The report was completed after the November 4, 1997 election and distributed to Oregon physicians in 1998.

Public Education and Polling

In response to legislative testimonies claiming that Oregonians wanted an opportunity to vote on the law again, the Center commissioned a poll to investigate.

Sixty-one percent of Oregonians supported the law and 66 percent opposed a repeal, a finding ultimately confirmed in the November election itself. The “failed assisted suicides” argument held little sway with respondents; rather, voters were irked by having to again vote on a law they had already passed three years before.

The Center placed full-page ads in papers around the state to present the poll.

In the months before the election, ODLDEC provided its own and Physicians for Death with Dignity representatives to give a number of public talks and media interviews around the state.

Appendices of ODLDEC’s 1997 report: the Physicians for Death with Dignity brochure (left) and copy of a full-page ad in The Oregonian reporting poll findings.

The Center produced a newsletter publication, The Oregon Report (now Dignity Report), covering the developments, for thousands of subscribers.

“The Center continues to be the only source of reliable and timely information about the Oregon Death with Dignity Act,” wrote Duncan, referring to state and national media outlets, students, academic researchers, and others around the US—a role that continues to this day.

Dying Well Network Project

In early 1997, ODLDEC concluded it was better suited to the education, legal defense, and advocacy work, rather than providing direct services to patients.

As a result of this analysis, ODLDEC awarded, in August 1997, a $50,000 seed grant to Compassion in Dying Federation, a predecessor organization of Compassion & Choices, to start a local organization in Oregon. The Federation’s new affiliate, Compassion in Dying Oregon (CIDO) would “provide counseling and support for terminally ill patients and their families” in a similar way it had been doing in Washington since 1993.*

The Center referred terminally ill patients and their loved ones to CIDO, which provided information and “support in making end-of-life decisions including the choices available under Oregon’s Death with Dignity Act.”

Oregon Death with Dignity Act Since 1997

The Oregon assisted dying law has been providing comfort at the end of life to Oregonians for 20 years.
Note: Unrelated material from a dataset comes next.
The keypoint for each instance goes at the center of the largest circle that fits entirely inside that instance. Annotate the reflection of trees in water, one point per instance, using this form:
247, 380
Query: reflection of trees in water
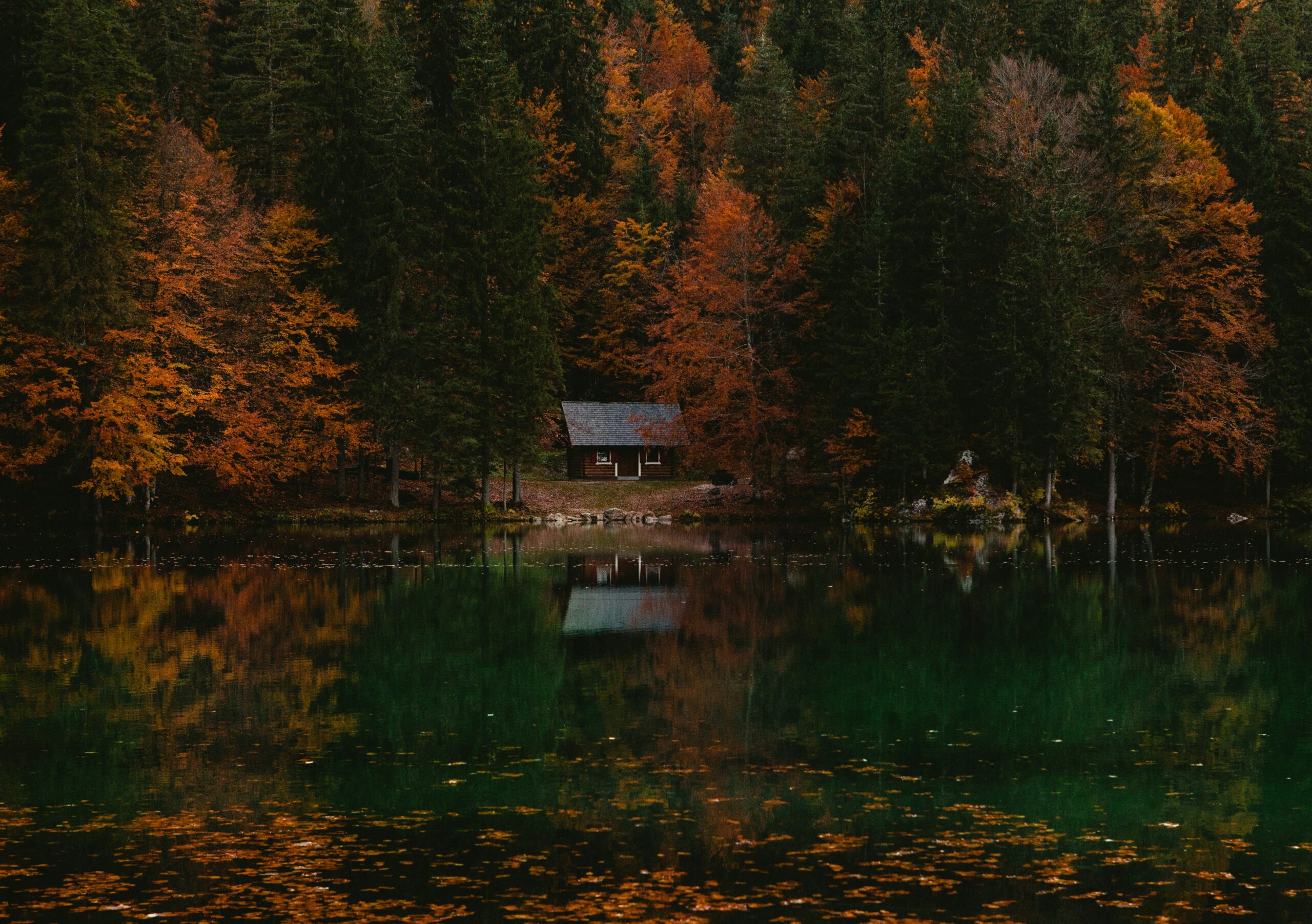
177, 670
857, 701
Despite being affirmed at every judicial level, assisted dying continues to face opposition. Legal challenges to similar laws have been ongoing, from Vermont to California. But the simple fact is that the Act works exactly as intended; has resulted in no negative outcomes; and has allowed Oregonians peace of mind and self determination over how and when they die.

Moreover, the law provides a blueprint for other states working to improve and expand end-of-life options for their residents.

“Today the Oregon Death with Dignity Act is the public policy yardstick against which all other death with dignity reforms are measured,” the law’s lead author and our board member Eli Stutsman says. “Oregon’s death with dignity policy has become the bedrock of the ‘right-to-die’ movement in this country, and the public policy platform that still drives this social movement.”

Our work to educate legislators and build partnerships with diverse stakeholders has helped pass assisted-dying laws in five states and the District of Columbia. We will continue our work to define and grow the Death with Dignity movement for the next 20 years and beyond.

*

*In 2004 Compassion in Dying merged with End-of-Life Choices, the renamed Hemlock Society, to form Compassion & Choices; CIDO was renamed Compassion & Choices Oregon. In 2016, Compassion & Choices of Oregon was absorbed into the national organization, ceasing services to Oregonians. Subsequently, in 2017 Compassion & Choices of Oregon’s former volunteers formed End of Life Choices Oregon to fill the gap and continue providing direct services to Oregonians.